Алла села за стол. Положила ногу на ногу. Под ажурным чулком блеснула белая кожа колена. Люба, не скрываясь, плотоядно глядела на Аллину коленку под узорами ажура. Алле не нравился такой взгляд.
– Алла, – сказала Алла сухими губами.
Башкирцева уже неприкрыто пожирала ее глазами. Алла чувствовала себя костью, которую обгладывают. Ей стало смешно, как от щекотки, и в то же время этот взгляд странно волновал ее. Она в своей маленькой жизни была только с мужиками и с парнями. Про таких оторв, как Люба, она только слышала от Инны Серебро, от Толстой Аньки. Инна хвасталась, порола чушь. Алла хохотала. Они обе пили водку на морозе из горла, и Серебро тянула к ней розовые искусанные губы. «Пошла вон, сучка!» – весело кричала Алла и отталкивала пьяную Инну.
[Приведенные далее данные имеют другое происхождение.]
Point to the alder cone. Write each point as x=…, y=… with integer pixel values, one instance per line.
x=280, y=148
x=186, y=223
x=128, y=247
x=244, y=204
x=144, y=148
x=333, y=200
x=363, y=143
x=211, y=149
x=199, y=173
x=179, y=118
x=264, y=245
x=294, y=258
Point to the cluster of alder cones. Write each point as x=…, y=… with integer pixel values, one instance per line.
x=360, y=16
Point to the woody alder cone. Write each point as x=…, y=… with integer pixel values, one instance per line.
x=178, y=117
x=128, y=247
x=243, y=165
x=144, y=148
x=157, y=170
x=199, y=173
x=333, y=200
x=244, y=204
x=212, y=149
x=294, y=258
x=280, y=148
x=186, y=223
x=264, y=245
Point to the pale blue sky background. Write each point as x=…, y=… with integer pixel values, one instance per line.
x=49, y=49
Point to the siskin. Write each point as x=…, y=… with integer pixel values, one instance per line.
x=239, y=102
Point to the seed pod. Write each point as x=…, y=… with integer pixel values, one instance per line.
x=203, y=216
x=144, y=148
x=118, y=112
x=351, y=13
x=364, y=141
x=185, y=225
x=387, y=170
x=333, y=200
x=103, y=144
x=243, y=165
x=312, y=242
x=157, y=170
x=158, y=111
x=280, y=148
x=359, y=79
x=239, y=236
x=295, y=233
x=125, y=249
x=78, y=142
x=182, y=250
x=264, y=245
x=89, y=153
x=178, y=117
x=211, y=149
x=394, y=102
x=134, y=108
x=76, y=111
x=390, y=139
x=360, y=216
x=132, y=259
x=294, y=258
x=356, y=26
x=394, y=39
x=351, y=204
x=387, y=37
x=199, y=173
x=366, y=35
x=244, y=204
Мужчина больно наступил под столом на ногу Башкирцевой, и она взвизгнула.
– Пошел к черту, Беловолк, – кинула певица надменно. – Ты чем занимаешься в жизни, Аллочка-ласточка?.. Я вот концерты в Питере спела. Пять концертов. Бабки заколотила. А ты что делаешь?.. Ничего?..
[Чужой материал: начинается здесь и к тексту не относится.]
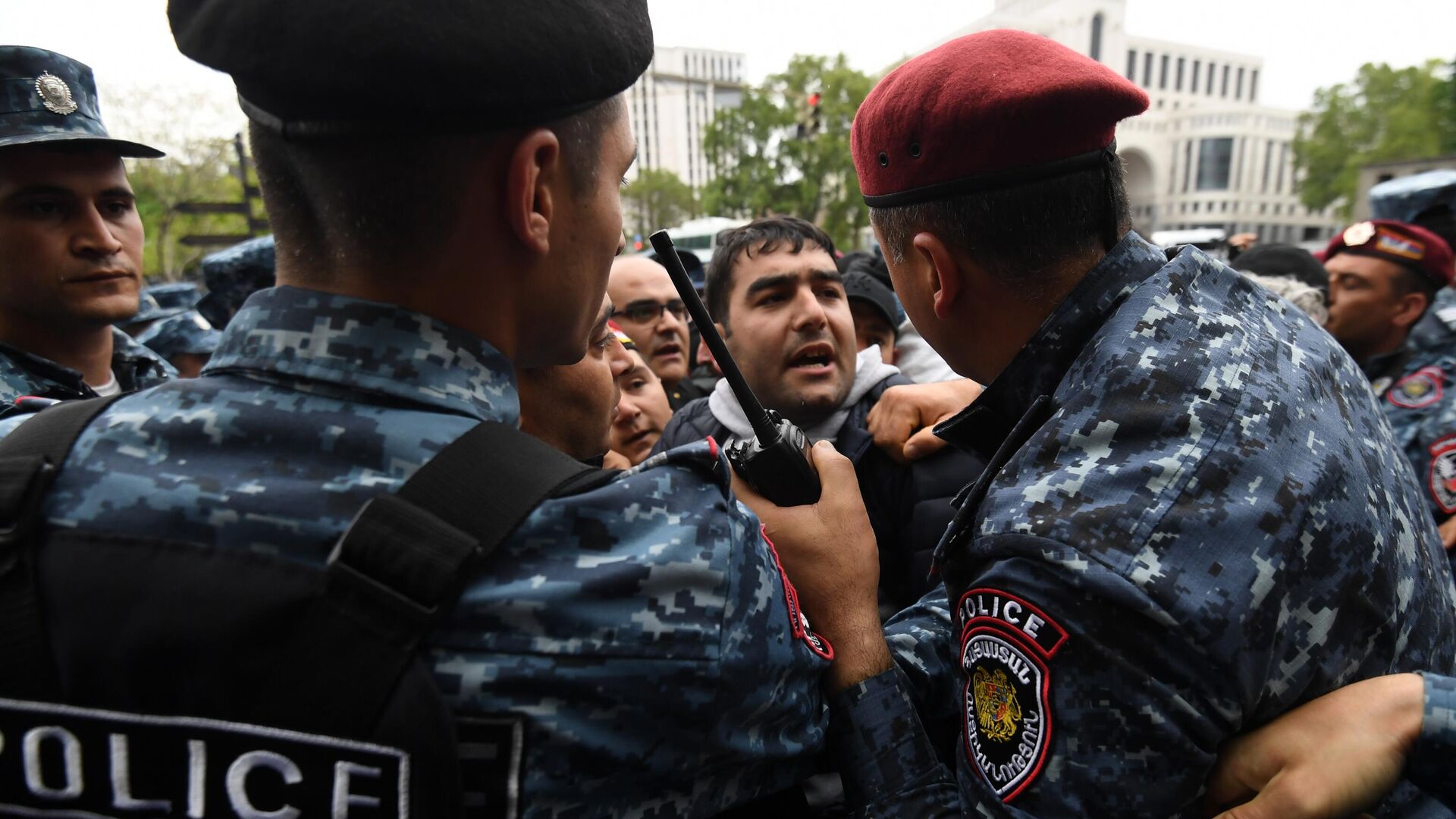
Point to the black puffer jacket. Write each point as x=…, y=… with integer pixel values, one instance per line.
x=909, y=506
– Я проститутка, – хрипло сказала Алла и улыбнулась. Башкирцева вздернула плечи. Поправила пальчиками черный завиток на скуле.
– И много зарабатываешь?.. В Нью-Йорке, – она обернулась к Беловолку, – хорошенькая ночная бабочка гребет будь здоров, если хорошо отстегивает копам или шерифу.
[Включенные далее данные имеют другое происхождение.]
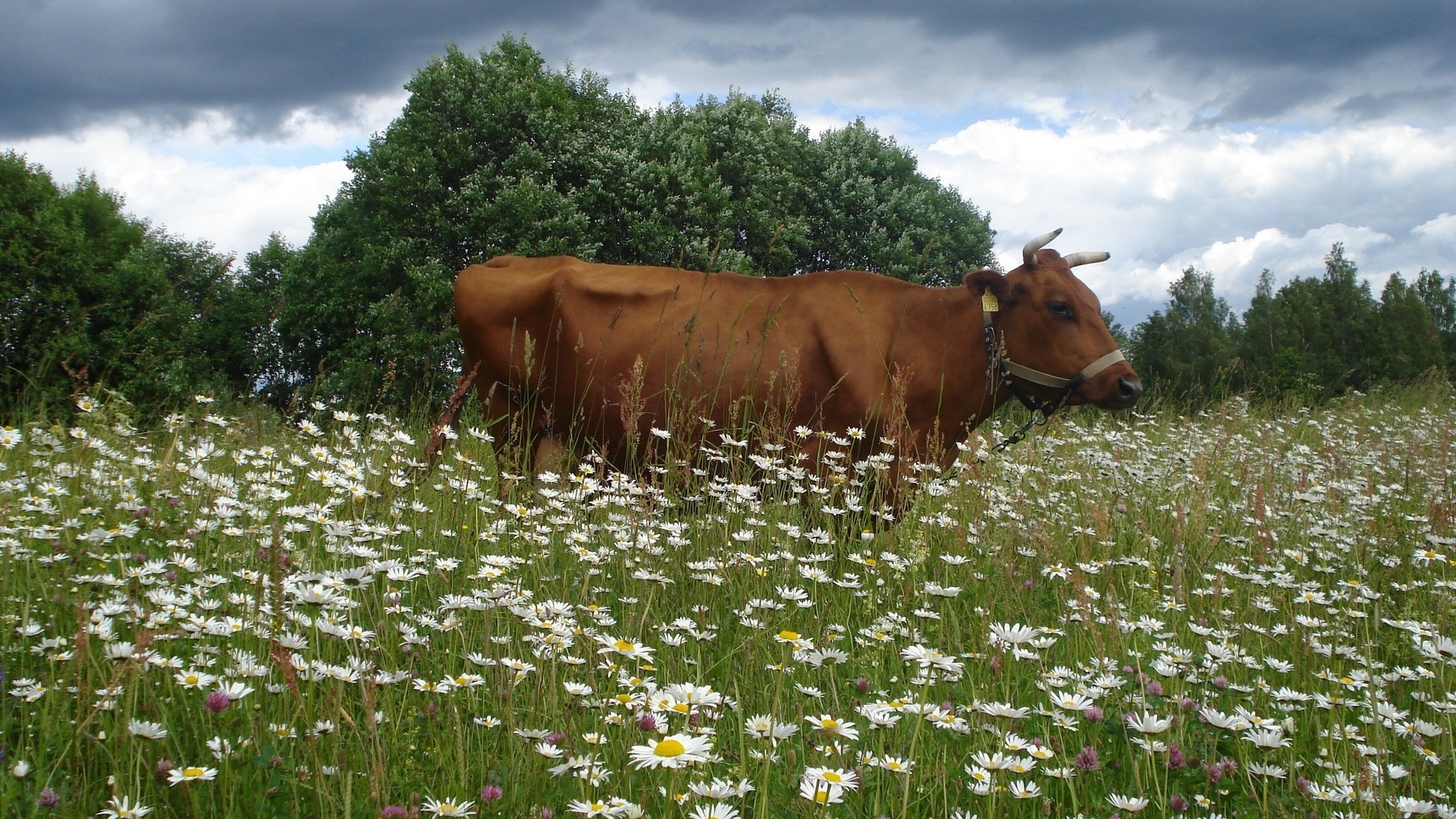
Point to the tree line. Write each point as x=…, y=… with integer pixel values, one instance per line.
x=1312, y=338
x=500, y=153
Беловолк внимательно посмотрел на нее. Он знал, что первые годы в Америке Люба пела в ресторанах и не гнушалась подрабатывать там древним ремеслом.
– Не особенно много. Так… на жизнь хватает, – пожала плечами Алла. Ей вдруг стало грустно. Захотелось встать и уйти. Люба пригвоздила ее глазами к стулу.
– И то славно. – Перламутровые зубы блеснули между приоткрытыми в легкой, чуть хищной улыбке губами. – Поехали со мной ко мне? Я снимаю обалденную хату в Раменках. Отдохнем по полной, – она усмехнулась, – программе. Юрочка, – обернулась она к продюсеру, – девочка поедет с нами! И не спорь! Мои, кто у меня на бэк-вокале, вон жрут там, за тем столиком, – она кивнула головой. – У, скоты!.. в вагоне-ресторане сидели всю ночь, пивом пропитались, как губки… классные негритятки?.. Тебе нравятся темненькие, малышка?..
Она уже мурлыкала. Она уже называла Аллу «малышкой». Она уже раздевала ее глазами. Люба Башкирцева, гори все синим пламенем, великая Люба. Алла вспомнила ее концерт почти год назад, в Рождество, по телевизору, она сидела в каморке у Серебро, грызла козинаки, Серебро шипела: «Жевалки испортишь!» – по экрану телевизора ходили цветные полосы, сквозь мелькания мерцала тоненькая фигурка Любы, она качалась на высоких, как ходули, каблуках и пела свой вечный «Шарабан», а Алла подпевала ей, заплетая мокрую рыжую косу – она вымыла голову не шампунем, а сырым яйцом, для пущей пользы. «Во живут звезды!.. – вздыхала Инна. – Едят икру, водку пьют из хрусталя!..» Вот и она сидит за одним столом с звездой. И сейчас поедет к ней домой. И что будет у нее дома?!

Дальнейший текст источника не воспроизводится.